3671

Fatty acid characterization of vertebral body marrow using MR Z-spectral imaging at 3 T
Junfeng Kuang1, Yulong Qi2, Qiting Wu1, Yang Zhou1, Guanxun Cheng2, Hairong Zheng1, and Yin Wu1
1Paul C. Lauterbur Research Center for Biomedical Imaging, Shenzhen Institute of Advanced Technology, Chinese Academy of Sciences, Shenzhen, China, 2Department of Medical Imaging, Peking University Shenzhen Hospital, Shenzhen, China

Synopsis

Keywords: Fat & Fat/Water Separation, Contrast Mechanisms

Motivation: MR Z-spectral imaging (ZSI) offers a new way to generate fat spectrum. However, its feasibility for fatty acid characterization remains to be elucidated.

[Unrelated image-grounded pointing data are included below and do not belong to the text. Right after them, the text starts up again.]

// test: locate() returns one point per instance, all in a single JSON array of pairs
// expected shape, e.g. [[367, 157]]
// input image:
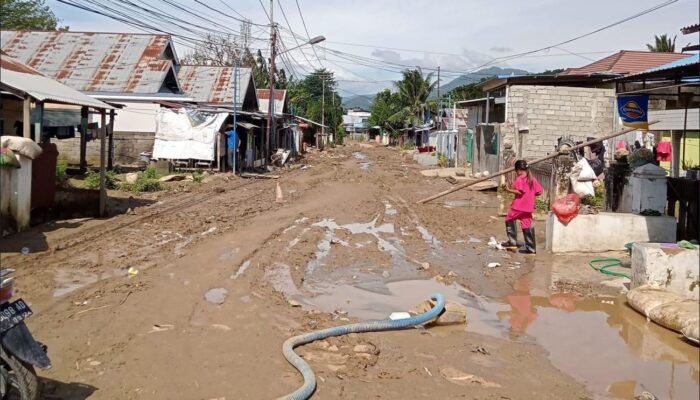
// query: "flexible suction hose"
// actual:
[[307, 389]]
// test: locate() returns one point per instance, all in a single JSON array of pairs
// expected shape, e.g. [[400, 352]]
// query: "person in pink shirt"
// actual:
[[525, 188]]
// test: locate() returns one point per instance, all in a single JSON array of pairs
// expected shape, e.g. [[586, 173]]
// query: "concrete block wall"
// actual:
[[127, 147], [555, 111]]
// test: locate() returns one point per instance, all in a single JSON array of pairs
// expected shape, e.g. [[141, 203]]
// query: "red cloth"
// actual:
[[663, 151], [525, 218]]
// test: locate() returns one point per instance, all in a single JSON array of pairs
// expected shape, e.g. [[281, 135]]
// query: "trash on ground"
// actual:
[[494, 244], [399, 315], [453, 314]]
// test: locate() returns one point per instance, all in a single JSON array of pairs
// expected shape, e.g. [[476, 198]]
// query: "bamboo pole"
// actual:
[[539, 160]]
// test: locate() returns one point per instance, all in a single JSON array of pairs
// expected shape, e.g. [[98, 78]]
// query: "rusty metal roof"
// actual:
[[264, 100], [19, 78], [627, 62], [97, 62], [213, 84]]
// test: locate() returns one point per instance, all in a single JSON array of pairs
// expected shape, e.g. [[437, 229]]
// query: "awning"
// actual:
[[246, 125]]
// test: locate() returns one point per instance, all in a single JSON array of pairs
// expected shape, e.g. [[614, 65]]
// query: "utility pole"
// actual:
[[439, 102], [270, 116]]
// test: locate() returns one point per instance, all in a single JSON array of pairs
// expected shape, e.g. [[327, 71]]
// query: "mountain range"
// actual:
[[364, 101]]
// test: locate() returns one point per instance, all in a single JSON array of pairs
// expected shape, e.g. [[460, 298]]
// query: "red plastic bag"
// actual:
[[566, 208]]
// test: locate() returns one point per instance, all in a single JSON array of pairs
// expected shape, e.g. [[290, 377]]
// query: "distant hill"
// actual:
[[477, 76], [363, 101]]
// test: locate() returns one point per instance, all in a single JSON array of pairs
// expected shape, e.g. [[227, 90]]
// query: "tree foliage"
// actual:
[[27, 15], [663, 44], [306, 99]]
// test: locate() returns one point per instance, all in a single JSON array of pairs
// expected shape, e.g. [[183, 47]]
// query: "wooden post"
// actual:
[[27, 117], [511, 169], [39, 130], [83, 139], [103, 172], [110, 145]]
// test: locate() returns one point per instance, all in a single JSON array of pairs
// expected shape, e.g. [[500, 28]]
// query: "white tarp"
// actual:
[[178, 138]]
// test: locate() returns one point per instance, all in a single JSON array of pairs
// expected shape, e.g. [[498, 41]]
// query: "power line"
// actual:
[[308, 37]]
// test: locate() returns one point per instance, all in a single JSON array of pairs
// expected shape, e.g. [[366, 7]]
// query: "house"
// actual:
[[356, 123], [533, 111], [25, 96], [133, 70]]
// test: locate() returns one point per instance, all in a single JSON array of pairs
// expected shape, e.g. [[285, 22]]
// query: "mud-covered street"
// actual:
[[222, 274]]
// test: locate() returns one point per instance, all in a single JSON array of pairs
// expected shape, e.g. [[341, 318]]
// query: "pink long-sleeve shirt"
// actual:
[[526, 201]]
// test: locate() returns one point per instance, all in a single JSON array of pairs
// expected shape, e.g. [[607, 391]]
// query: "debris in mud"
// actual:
[[293, 303], [453, 314], [458, 377], [161, 328], [216, 295]]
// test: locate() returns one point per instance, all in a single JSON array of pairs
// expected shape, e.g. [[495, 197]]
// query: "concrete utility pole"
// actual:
[[271, 108]]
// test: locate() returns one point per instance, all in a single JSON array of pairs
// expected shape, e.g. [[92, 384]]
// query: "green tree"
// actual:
[[385, 111], [306, 99], [663, 44], [27, 15], [413, 90]]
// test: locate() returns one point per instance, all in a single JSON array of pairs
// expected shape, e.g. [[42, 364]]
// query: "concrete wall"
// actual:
[[607, 232], [666, 266], [127, 147], [554, 111]]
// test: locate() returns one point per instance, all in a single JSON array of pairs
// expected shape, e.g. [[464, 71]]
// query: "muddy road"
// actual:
[[226, 274]]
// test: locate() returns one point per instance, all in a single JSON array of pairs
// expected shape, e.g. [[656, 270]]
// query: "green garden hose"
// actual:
[[609, 263]]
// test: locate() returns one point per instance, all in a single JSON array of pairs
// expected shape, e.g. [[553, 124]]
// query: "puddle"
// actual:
[[469, 203], [602, 343], [68, 281], [216, 295]]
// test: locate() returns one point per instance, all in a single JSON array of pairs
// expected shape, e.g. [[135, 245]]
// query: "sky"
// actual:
[[457, 35]]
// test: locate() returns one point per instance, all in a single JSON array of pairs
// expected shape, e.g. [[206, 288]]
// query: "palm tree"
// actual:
[[663, 44], [413, 90]]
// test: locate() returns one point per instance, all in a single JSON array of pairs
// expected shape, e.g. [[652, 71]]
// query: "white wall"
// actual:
[[136, 117]]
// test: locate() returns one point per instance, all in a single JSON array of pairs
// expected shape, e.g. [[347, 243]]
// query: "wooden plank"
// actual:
[[539, 160]]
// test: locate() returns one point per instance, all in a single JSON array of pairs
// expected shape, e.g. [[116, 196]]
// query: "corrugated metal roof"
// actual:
[[687, 30], [210, 84], [19, 77], [264, 100], [627, 62], [95, 62]]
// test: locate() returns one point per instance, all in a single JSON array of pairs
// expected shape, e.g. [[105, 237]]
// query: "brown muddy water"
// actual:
[[599, 341]]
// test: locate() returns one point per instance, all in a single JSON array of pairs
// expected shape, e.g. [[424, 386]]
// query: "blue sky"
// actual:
[[457, 35]]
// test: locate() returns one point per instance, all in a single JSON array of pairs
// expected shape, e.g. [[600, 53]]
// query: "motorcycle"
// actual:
[[19, 352]]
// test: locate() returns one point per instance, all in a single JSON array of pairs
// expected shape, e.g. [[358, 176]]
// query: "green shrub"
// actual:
[[150, 173], [92, 180]]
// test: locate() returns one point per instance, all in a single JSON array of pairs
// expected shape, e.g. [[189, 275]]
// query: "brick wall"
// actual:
[[127, 147], [554, 111]]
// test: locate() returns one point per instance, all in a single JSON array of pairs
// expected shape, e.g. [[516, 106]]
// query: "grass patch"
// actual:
[[92, 180]]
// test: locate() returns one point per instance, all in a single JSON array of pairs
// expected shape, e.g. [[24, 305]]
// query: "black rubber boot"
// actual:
[[512, 232], [530, 244]]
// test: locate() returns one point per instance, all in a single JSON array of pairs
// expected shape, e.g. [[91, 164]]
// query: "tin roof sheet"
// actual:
[[213, 84], [264, 100], [627, 62], [95, 62], [19, 77]]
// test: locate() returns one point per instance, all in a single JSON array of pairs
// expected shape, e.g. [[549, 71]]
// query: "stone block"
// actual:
[[666, 266], [607, 232]]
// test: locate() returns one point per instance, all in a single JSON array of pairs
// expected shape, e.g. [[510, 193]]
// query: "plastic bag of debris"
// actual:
[[667, 309], [566, 208]]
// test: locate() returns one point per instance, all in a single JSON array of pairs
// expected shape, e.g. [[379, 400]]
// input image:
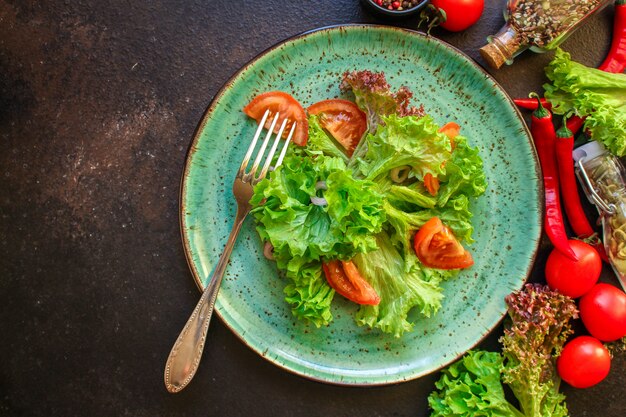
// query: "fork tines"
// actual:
[[250, 176]]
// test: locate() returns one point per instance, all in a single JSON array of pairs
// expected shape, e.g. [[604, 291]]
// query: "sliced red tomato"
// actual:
[[451, 130], [437, 247], [287, 107], [431, 183], [343, 120], [345, 278]]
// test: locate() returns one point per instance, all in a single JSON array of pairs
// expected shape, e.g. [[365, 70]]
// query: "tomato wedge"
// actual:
[[287, 107], [436, 247], [343, 120], [451, 130], [345, 278]]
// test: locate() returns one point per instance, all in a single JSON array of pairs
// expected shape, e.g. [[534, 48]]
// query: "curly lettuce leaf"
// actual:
[[303, 233], [539, 327], [464, 173], [472, 387], [401, 287], [321, 142], [405, 141], [588, 92]]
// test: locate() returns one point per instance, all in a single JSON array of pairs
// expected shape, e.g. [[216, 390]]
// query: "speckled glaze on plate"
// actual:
[[507, 218]]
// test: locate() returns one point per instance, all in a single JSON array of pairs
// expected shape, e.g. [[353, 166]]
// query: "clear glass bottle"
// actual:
[[538, 25], [603, 178]]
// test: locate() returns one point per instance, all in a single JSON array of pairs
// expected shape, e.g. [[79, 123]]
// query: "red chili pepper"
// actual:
[[567, 182], [544, 136], [531, 103], [615, 61]]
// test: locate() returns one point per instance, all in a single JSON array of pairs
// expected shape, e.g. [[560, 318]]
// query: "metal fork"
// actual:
[[184, 359]]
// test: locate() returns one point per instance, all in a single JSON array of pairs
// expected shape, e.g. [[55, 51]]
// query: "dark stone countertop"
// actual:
[[98, 104]]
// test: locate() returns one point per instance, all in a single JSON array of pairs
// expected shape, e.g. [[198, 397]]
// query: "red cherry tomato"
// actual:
[[344, 277], [603, 312], [584, 362], [460, 14], [574, 278], [287, 106], [437, 247], [343, 119]]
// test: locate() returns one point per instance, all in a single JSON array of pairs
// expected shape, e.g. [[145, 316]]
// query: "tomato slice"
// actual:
[[345, 278], [437, 247], [343, 120], [287, 107]]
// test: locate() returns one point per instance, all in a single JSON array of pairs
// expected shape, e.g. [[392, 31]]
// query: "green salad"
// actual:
[[353, 216]]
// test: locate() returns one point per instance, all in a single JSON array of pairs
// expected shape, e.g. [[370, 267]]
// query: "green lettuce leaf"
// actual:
[[588, 92], [537, 327], [472, 387], [405, 141], [303, 233], [401, 288]]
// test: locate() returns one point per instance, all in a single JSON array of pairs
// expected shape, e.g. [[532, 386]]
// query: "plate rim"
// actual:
[[205, 118]]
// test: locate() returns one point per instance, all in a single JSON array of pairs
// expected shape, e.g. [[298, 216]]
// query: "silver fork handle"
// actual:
[[185, 355]]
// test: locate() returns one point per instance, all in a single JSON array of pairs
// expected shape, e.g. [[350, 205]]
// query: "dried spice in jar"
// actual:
[[397, 5], [603, 178], [538, 25]]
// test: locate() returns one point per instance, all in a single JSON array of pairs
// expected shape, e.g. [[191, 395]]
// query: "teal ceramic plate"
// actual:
[[507, 218]]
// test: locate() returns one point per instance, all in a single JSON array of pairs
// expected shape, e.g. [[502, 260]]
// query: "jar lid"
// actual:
[[589, 151]]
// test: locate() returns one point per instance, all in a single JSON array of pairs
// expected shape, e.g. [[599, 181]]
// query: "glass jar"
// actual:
[[538, 25], [603, 178]]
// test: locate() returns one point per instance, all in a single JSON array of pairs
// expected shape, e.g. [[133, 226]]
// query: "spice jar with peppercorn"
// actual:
[[538, 25], [395, 7]]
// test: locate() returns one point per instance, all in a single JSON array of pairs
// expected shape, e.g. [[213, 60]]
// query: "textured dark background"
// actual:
[[98, 104]]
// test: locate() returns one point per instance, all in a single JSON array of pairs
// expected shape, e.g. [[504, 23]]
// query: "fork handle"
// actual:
[[184, 358]]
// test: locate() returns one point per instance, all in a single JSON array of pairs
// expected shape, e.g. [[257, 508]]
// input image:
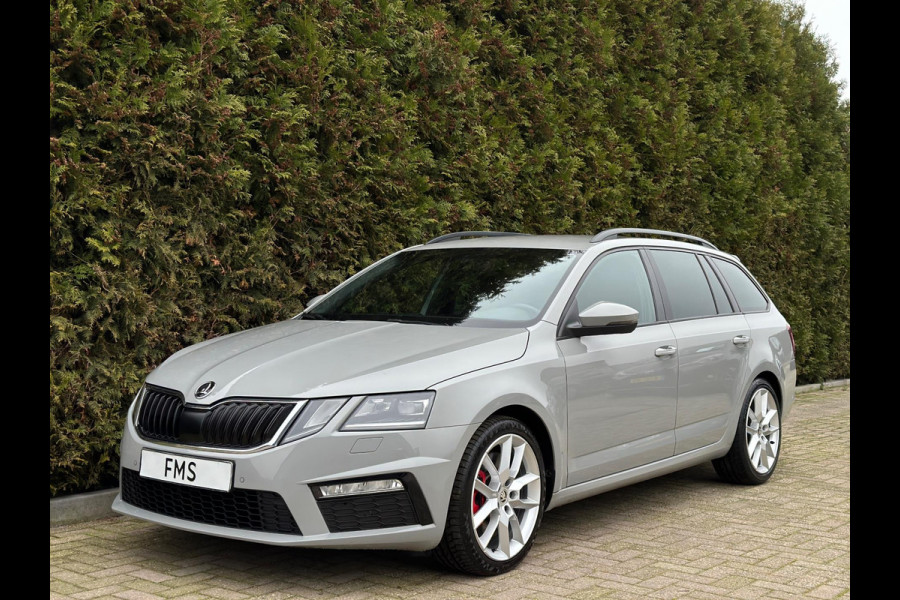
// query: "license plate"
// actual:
[[187, 470]]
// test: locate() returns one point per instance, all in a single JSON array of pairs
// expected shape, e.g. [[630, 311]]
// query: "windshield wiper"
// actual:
[[318, 317], [413, 320]]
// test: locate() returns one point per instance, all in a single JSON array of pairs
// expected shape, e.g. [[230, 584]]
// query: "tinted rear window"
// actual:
[[749, 298], [686, 285]]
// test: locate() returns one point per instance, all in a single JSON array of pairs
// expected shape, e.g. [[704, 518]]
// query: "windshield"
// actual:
[[473, 286]]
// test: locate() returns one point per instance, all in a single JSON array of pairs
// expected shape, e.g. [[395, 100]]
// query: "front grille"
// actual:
[[242, 509], [243, 424], [164, 416], [368, 511], [160, 415]]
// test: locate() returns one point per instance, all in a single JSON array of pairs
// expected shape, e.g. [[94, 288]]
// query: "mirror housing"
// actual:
[[604, 318]]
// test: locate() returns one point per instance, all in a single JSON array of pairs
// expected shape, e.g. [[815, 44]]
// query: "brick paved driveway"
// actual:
[[685, 535]]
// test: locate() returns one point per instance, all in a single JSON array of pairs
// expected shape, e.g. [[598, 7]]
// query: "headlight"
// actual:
[[391, 411], [314, 416], [136, 405]]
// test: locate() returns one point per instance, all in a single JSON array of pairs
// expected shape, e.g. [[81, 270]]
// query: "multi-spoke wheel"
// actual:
[[497, 500], [754, 452]]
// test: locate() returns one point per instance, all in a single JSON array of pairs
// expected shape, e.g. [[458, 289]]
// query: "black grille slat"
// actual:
[[229, 424], [159, 415], [256, 510], [368, 511]]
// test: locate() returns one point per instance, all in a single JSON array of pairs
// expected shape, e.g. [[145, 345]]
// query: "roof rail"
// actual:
[[611, 234], [461, 234]]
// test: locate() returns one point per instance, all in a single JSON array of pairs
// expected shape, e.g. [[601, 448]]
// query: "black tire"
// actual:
[[738, 466], [459, 548]]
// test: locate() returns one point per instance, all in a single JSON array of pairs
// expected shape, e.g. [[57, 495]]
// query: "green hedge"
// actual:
[[214, 164]]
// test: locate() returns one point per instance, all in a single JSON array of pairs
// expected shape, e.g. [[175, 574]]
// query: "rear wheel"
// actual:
[[757, 442], [497, 500]]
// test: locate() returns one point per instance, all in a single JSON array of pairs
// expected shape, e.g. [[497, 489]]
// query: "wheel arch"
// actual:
[[537, 426], [772, 379]]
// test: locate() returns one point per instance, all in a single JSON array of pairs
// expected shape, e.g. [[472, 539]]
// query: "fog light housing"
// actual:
[[358, 488]]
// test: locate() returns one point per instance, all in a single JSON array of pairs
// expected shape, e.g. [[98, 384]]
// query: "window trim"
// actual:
[[731, 295], [562, 327]]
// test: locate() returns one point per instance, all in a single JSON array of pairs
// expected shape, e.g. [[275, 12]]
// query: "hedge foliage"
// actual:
[[214, 164]]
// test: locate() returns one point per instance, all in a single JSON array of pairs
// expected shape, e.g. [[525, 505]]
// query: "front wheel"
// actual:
[[757, 442], [497, 500]]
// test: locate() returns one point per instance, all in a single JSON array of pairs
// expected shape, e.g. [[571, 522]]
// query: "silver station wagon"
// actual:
[[446, 396]]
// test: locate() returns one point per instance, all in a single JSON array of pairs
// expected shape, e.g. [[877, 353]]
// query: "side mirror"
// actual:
[[604, 318], [314, 301]]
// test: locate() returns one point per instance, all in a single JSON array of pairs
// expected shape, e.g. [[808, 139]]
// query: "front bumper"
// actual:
[[430, 456]]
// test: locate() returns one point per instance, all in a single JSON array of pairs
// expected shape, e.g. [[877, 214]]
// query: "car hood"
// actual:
[[306, 359]]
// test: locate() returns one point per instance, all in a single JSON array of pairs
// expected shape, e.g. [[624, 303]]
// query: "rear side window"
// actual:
[[748, 296], [718, 291], [686, 285], [619, 277]]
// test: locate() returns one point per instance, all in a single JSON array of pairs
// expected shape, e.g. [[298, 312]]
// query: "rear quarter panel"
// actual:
[[772, 351]]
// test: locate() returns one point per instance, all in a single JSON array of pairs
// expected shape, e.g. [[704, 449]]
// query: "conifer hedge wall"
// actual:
[[214, 164]]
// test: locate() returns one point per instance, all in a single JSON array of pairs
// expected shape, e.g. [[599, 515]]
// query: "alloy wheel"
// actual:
[[506, 496], [763, 431]]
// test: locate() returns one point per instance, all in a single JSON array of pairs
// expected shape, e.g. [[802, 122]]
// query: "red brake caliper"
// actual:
[[477, 498]]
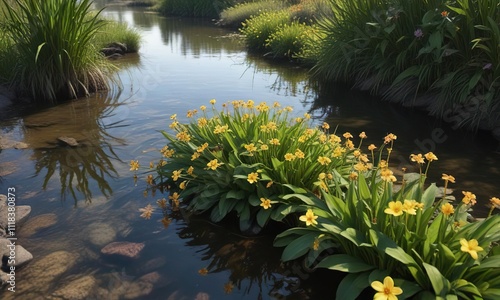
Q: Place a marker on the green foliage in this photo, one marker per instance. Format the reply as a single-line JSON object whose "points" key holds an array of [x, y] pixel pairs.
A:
{"points": [[117, 32], [50, 43], [254, 160], [290, 40], [444, 48], [370, 231], [258, 29], [234, 16], [193, 8]]}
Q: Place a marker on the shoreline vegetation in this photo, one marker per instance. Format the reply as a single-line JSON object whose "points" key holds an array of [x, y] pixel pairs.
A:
{"points": [[51, 59], [341, 204], [439, 56]]}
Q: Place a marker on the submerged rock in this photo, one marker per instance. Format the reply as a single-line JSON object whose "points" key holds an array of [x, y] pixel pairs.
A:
{"points": [[37, 223], [124, 249], [77, 289]]}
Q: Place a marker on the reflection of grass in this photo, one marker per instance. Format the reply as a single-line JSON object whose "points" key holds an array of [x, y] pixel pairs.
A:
{"points": [[81, 168]]}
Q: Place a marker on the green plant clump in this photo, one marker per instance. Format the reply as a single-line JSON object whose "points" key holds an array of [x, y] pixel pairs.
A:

Goal(s): This study designed a ZSI protocol and investigated its capability in fat measurement.

Approach: The designed ZSI protocol was tested on a fat-water phantom and vertebral body marrows in healthy volunteers and osteoporosis patients at 3 T.

Results: ZSI-measured fat fraction (FF) significantly correlated with oil volumes in the phantom. Moreover, osteoporosis patients exhibited significantly higher normalized fat peak amplitudes and FF than healthy volunteers, indicating the ability of ZSI in revealing fatty acid differences under different pathological states.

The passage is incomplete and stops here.